A response to Adam's recent post. In general I find myself in agreement with most of Adam`s conclusions and ideas.
My major quibble is his reasons for "voter apathy" (a term he finds inaccurate and misleading) as voters who are "angry, depressed, disappointed, revolted" in short, they are alienated.
I agree that "voter alienation" is a better term than "voter apathy". Many of the alienated are truly disenfranchised for all sorts of negative emotional reasons. But I wonder how many of alienated truly are actively disgusted with federal politics.

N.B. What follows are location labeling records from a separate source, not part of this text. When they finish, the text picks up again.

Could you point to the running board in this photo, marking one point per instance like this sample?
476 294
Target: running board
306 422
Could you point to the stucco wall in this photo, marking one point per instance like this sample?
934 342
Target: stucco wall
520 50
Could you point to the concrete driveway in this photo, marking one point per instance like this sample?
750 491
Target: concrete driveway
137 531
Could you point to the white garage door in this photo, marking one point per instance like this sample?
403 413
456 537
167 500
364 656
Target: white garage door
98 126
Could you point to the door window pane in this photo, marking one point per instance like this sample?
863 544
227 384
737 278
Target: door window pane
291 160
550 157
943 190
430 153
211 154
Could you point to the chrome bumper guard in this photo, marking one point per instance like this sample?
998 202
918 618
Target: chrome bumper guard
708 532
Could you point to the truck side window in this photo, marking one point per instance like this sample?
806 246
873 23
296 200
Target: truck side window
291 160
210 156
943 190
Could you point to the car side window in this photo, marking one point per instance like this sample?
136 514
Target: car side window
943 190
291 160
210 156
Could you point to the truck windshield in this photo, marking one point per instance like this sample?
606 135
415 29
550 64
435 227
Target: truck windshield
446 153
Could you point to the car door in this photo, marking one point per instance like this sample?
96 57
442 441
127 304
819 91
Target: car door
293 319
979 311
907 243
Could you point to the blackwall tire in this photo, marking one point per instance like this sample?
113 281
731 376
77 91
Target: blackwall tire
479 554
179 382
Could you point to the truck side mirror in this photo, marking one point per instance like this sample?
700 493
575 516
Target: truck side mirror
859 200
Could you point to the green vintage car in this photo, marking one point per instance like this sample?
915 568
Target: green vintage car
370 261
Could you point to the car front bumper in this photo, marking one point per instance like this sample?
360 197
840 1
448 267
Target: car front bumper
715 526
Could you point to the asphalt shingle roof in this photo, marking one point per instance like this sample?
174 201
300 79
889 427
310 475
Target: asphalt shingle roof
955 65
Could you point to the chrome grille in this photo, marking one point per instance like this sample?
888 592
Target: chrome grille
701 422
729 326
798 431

The "apathetic voter" is a subset of the "alienated voter". I know many apathetic voters. They aren't angry or disgusted or have any feelings for or against the government. They just don't care. They don't care about any world events or anything beyond what is immediate to their world. They do not consume any of the news or pundit media dedicated to political or non-political world events.
Many of these people are friends and colleagues of mine. As a rule, most of the people I know are in this category. Which makes conservations difficult at times. I have a hard time just talking about pop culture, sports, video games. (Like any parent, I can drone on about my kids for hours though.) When political topics do come up, they're mis-interpretations of the 5 second sound bite between radio shows. This is why I blog, to find people to discuss this crap with. It is my belief based on observation, that the online world of bloggers and other online participants is very small minority of the population. When I come up for air from the online political world, I am often disoriented by the completely different interests of the people I am surrounded by.
This dissonance has left me appalled at the general level of ignorance by Canadians about the levels of government that affect them. Finding an informed Canadian to converse with is harder than finding a competent contractor. Or an honest lawyer... Pick your own metaphor.
Most of us can live a very comfortable life without ever getting involved in the "issues". We all bitch about taxes or regulations, but for the most part they do not impinge on our ability to live our lives as we choose. It may be a perverse thing, but genuine voter apathy can also be voter contentment. My life is working well enough, I see no immediate threats, so whomever is in government isn't affecting me that directly. I get that concept. My life has only been significantly impacted once by government action. And even that was indirect. But it was the infamous "Rae days". My father's income was majorly impacted by that decision, I remember quite well the extra financial stress my parents went through during that period.
As much as I dislike Harper, he hasn't done anything to negatively affect me or my family. Most Canadians probably can say the same thing (and also of previous governments too). Unless and until a government causes one to lose a job or a house or something else of significant value, they do not see a risk to non-participation.
Life is a complicated exercise. It gets more so every year. The activities that demand our time and attention are overwhelming. I don't think any adult is ever free of items that could use more attention or involvement. Granting more attention to one area (political involvement) means less of something else (family time, recreation, heck even sleep which is what I should be doing right now.)
As long as we can manage what we can see, we trust the rest will work itself out. And if that means ignoring politics, well its worked for a lot of us so far.